A Tale of Two Proposals
Around the same time, we bid on a project where the homeowner had a serious drainage issue — her yard sat in a bowl, lower than the curbs on every side. Water had nowhere to go. She interviewed two contractors for the project, and the other contractor’s proposal was to run a network of French drains into a dry well that sat right next to the house, then install a sump pump to push the water out to the street.
We broke down that logic for her. The plan was to concentrate all the stormwater right next to her foundation—the place she least wanted it—and then rely on an electric pump to evacuate it. What happens during a thunderstorm when the power goes out? It was a disaster waiting to happen.
Our proposal was different. We installed rain gardens and subtle grading swales along the top of the property, intercepting water as it entered her property from uphill neighbors before it could reach the bottom of the bowl. We kept the height and routed it around the house, under the driveway, and into a series of rain basins. Eventually, using the natural grade, we got the water high enough to flow over the curb on its own. Our basins captured around 3” of rain before filling up and sending water to the street. This meant 95% of the water that falls throughout the year is kept onsite and NOT sent to the street. There were no pumps and no electricity — it was just gravity, water and soil doing what they do.
She never had flooding again. And a couple of years later, her downhill neighbor came over and mentioned that her own drainage problems had disappeared too — a benefit we hadn’t planned for, but which made sense once we thought about it. By managing water at the top of the watershed, we’d taken pressure off everything downhill.

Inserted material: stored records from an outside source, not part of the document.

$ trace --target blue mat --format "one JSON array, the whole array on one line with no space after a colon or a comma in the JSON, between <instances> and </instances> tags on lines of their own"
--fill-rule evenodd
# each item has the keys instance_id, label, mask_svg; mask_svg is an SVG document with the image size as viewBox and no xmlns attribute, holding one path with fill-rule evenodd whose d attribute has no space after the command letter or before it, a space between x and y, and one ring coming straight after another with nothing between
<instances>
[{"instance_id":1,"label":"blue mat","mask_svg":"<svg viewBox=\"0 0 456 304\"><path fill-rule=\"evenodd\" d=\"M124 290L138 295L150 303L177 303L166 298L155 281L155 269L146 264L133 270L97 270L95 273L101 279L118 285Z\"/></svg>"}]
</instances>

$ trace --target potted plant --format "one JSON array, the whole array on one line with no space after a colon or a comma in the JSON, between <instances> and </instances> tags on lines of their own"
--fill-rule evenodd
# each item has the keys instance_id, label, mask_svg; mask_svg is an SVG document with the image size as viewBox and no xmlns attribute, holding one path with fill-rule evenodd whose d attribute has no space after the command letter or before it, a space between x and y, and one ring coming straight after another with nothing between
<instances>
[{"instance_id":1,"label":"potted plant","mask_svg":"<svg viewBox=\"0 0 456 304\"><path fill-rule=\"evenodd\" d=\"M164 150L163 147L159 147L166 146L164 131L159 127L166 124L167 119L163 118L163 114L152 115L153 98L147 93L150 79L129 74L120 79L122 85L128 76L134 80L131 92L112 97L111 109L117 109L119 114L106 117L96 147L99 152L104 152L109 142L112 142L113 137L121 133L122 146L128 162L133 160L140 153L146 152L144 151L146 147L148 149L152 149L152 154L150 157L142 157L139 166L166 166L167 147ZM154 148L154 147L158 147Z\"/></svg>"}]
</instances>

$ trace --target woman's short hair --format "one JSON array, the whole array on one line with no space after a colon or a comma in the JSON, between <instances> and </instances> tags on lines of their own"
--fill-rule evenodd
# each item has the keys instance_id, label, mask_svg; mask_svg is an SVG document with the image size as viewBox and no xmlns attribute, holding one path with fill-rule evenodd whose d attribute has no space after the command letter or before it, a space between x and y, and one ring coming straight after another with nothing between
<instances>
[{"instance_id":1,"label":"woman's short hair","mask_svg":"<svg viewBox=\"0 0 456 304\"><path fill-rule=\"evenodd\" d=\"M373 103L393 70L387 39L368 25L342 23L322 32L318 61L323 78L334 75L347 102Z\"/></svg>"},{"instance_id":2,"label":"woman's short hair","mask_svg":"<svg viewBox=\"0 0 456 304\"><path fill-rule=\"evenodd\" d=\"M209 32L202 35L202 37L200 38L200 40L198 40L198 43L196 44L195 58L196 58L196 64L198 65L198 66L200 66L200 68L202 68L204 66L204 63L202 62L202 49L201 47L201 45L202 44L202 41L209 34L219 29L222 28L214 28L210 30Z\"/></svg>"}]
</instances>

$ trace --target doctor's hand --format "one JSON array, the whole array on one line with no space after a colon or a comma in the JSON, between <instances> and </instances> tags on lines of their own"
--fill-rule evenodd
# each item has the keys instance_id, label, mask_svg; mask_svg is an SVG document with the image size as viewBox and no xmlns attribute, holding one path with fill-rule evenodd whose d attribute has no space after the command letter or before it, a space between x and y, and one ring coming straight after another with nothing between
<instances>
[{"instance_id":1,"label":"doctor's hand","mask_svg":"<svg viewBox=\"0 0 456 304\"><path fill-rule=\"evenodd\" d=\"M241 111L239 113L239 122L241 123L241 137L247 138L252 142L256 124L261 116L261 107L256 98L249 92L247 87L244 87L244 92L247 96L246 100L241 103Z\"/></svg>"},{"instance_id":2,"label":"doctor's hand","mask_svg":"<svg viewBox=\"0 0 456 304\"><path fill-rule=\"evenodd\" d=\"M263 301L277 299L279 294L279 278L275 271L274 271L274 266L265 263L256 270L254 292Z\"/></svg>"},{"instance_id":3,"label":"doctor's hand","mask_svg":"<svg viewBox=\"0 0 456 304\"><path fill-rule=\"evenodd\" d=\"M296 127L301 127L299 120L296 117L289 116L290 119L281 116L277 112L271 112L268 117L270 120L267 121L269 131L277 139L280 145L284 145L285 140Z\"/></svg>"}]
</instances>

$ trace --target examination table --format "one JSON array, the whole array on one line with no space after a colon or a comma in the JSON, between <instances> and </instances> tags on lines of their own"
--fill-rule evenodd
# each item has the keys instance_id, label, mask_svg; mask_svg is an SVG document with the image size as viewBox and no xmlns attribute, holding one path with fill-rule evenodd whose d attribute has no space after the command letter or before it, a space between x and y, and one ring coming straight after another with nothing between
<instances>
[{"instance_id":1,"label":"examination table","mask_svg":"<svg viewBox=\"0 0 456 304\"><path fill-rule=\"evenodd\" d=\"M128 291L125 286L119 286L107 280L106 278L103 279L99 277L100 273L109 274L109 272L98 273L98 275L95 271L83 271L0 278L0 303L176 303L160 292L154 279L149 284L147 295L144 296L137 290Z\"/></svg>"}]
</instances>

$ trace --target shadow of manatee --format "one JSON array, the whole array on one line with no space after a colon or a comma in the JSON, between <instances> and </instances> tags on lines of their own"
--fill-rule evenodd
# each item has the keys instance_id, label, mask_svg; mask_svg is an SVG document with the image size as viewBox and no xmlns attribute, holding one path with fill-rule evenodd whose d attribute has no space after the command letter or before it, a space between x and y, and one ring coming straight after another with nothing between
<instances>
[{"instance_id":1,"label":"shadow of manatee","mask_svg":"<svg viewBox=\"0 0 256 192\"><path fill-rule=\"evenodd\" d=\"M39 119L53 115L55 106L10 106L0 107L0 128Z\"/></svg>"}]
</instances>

The Macro Benefits of Microscale Infiltration
When enough properties manage their own water this way — even small properties — the effects compound. Flash flooding downstream is reduced. Stormwater infrastructure isn’t overwhelmed during big events, which matters a lot in a city like Asheville where the system is already stressed and the French Broad watershed carries everything we send it. Groundwater gets recharged, which helps vegetation survive and thrive during droughts. Pollinators get habitat. Native plants thrive. Municipal utilities are under less pressure.
There’s also growing evidence that keeping water in the landscape — instead of flushing it to the ocean — plays a real role in climate resilience, and may even cool things down at the local scale. Every rain garden, every swale, every infiltration basin is a small contribution to a healthier hydrology. And that’s the kind of resilience we need built into every property in Western North Carolina.

The Bonus Layer: Food
Here’s where it gets really interesting. The plants you put in a rain garden or along a swale don’t have to be ornamental. They can be productive. Fruit trees, nut trees, berry bushes, perennial herbs, perennial vegetables — all of these thrive in the kind of moist, well-drained conditions that infiltration features create.
We’re not suggesting you’ll feed your family entirely from your yard. But a few chestnut trees can produce a meaningful harvest. Blueberries and raspberries next to a rain garden mean fresh fruit in summer. Herbs near the kitchen door mean you’re walking outside to top off a salad instead of buying a plastic clamshell at the store. Harvesting becomes something you do with your kids on a Saturday. It’s food, it’s connection to your land, and it’s essentially free once the systems are in.

The Takeaway
Drainage doesn’t have to be a battle against water. With the right design, it becomes an opportunity to build a landscape that handles storms gracefully, weathers droughts better, supports pollinators and wildlife, takes pressure off public infrastructure, and even feeds your family. That’s not just drainage. That’s a productive landscape.